Réduire les vols et revoir les plans
Outre l’augmentation des tarifs, certaines compagnies aériennes ont commencé à réduire le nombre de vols ou à fusionner certaines liaisons afin de réduire les coûts et la consommation de carburant.
Dans ce contexte :
- SAS a annulé près de 1000 vols en avril
- Air New Zealand supprime certains vols et revoit à la baisse ses prévisions de bénéfices en raison des perturbations du marché
- United Airlines commence à réduire ses vols déficitaires et se prépare à une longue période de hausse des prix du pétrole
- Delta a également réduit sa capacité et exclu toute expansion imminente
- VietJet et Vietnam Airlines réduisent la fréquence de leurs vols en prévision de la pénurie de carburant
Ryanair a également prévenu qu’il pourrait y avoir des perturbations dans l’approvisionnement en carburéacteur en mai si la guerre au Moyen-Orient se poursuit, bien qu’elle n’ait pas encore annoncé d’annulation de vols.
Solutions temporaires et préoccupations permanentes
Certains grands groupes aériens, comme IAG, qui possède British Airways, peuvent encore temporairement minimiser l’impact de la crise grâce à des contrats d’achat de carburant préétablis, mais cette solution est limitée dans le temps et n’offre pas de protection à long terme si la crise persiste.
Dans l’ensemble, ces développements ont conduit un certain nombre de compagnies aériennes à abandonner ou à revoir à la baisse leurs prévisions financières antérieures, dans un contexte d’incertitude du marché.

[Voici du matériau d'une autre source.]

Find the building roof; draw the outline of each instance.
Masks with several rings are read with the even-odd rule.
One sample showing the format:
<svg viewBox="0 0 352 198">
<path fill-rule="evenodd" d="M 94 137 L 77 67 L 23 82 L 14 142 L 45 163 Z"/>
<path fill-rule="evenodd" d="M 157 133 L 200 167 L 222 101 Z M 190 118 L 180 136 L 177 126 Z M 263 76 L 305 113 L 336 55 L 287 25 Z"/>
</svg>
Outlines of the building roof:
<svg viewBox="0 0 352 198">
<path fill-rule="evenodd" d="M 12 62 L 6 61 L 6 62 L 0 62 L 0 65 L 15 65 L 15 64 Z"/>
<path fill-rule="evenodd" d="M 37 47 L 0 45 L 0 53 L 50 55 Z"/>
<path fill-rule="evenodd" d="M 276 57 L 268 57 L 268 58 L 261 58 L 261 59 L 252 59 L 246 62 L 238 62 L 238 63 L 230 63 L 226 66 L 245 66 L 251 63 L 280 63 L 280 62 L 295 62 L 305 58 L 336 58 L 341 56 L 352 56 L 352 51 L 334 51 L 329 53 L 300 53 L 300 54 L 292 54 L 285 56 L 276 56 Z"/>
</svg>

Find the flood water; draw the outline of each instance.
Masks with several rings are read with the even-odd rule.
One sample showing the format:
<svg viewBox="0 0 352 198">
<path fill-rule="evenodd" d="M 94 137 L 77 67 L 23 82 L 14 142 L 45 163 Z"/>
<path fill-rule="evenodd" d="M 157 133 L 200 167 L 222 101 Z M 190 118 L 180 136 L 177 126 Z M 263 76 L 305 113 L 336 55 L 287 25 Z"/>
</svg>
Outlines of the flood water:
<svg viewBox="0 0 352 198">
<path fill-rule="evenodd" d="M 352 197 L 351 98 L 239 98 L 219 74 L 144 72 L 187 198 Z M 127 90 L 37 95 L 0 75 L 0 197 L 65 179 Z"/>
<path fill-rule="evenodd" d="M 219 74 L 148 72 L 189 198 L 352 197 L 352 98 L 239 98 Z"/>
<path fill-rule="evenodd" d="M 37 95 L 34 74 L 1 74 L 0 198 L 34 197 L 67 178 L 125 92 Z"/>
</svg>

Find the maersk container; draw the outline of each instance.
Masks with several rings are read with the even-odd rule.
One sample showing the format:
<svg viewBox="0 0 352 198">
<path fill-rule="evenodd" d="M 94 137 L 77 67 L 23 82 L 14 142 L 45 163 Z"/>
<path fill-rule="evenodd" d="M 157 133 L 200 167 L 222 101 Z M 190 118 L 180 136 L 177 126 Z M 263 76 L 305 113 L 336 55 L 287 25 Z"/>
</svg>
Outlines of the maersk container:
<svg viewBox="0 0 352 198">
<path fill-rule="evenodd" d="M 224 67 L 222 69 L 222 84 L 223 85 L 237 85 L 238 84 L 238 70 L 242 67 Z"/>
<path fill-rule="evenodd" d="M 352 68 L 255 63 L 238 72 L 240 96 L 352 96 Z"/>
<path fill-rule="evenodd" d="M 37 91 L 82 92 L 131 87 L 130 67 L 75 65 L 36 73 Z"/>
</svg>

Répercussions plus larges du secteur de l’aviation
La crise actuelle ne menace pas seulement les budgets des compagnies aériennes, elle a aussi des implications économiques et politiques plus larges, car l’augmentation du coût du transport aérien pourrait affecter les voyages, le commerce et le tourisme, et accroître la pression sur les consommateurs dans plusieurs pays.
Alors que les tensions dans la région continuent à augmenter, les compagnies aériennes sont confrontées à une phase délicate qui nécessite des décisions difficiles entre le maintien de la stabilité opérationnelle d’une part, et la tentative de contenir les pertes et les pressions croissantes d’autre part.